5. The method according to claim 4, characterized in that, Based on the feature information of the nodes, the feature information of the first node, and the feature information of the second node, the node features of each node are determined, including: The feature information of the corresponding first node is incorporated into each target node to obtain the feature vector of each target node; The feature integration weights are determined based on the feature similarity between the feature vector of the target node and the feature vector of the second node of the target node. Based on the aforementioned feature integration weights, the feature vector of the second node is integrated into the feature vector of the target node to form the node features of the target node.

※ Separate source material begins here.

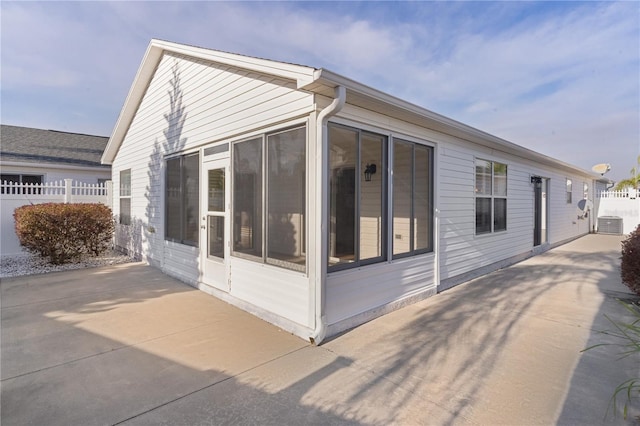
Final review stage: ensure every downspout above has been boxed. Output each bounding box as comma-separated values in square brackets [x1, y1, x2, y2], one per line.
[310, 85, 346, 345]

6. A data processing method, characterized in that, The method includes: Provide an interactive page to obtain product information of the product to be identified; Based on the product information, a product knowledge graph of the product to be identified is determined. The product knowledge graph includes nodes and connecting edges between nodes. The nodes include at least one of product unit nodes, product category nodes, product name nodes, and product attribute nodes. The knowledge graph is input into a pre-trained analysis model, which outputs the product name of the product to be identified. The analysis model is trained based on a knowledge graph constructed from labeled product information, and the nodes of the knowledge graph include product name nodes. The analysis model performs the following steps: Determine the first node and the second node related to the product unit node, where the first node is a node connected to the first node and the second node is a node connected to the first node. Based on the feature information of the first node and the feature information of the second node, the node features of the commodity unit node are determined; Based on the node characteristics of the product unit node, determine the target product unit node; If the similarity between the node features of the target product unit node and the node features of the product unit meets the preset conditions, the corresponding product name of the target product unit node is determined. Please provide the product name.

7. A data processing apparatus, characterized in that, The device includes: The knowledge graph acquisition module is used to acquire product information of the product to be identified, and determine the product knowledge graph of the product to be identified based on the product information. The product knowledge graph includes nodes and connecting edges between nodes. The nodes include at least one of product unit nodes, product category nodes, product name nodes, and product attribute nodes. The product name acquisition module is used to input the knowledge graph into a pre-trained analysis model, and output the product name of the product to be identified through the analysis model. The analysis model is trained based on a knowledge graph constructed from labeled product information, and the nodes of the knowledge graph include product name nodes. The analysis model performs the following steps: determining a first node and a second node related to the product unit node, where the first node is a node connected to the first node, and the second node is a node connected to the first node; determining the node features of the product unit node based on the feature information of the first node and the feature information of the second node; determining the target product unit node based on the node features of the product unit node; and determining the corresponding product name of the target product unit node if the similarity between the node features of the target product unit node and the node features of the product unit meets a preset condition.

8. An electronic device, characterized in that, include: processor; and A memory having executable code stored thereon, which, when executed, causes the processor to perform the method as described in one or more of claims 1-6.

9. One or more machine-readable media having executable code stored thereon, which, when executed, causes a processor to perform the method as described in one or more of claims 1-6.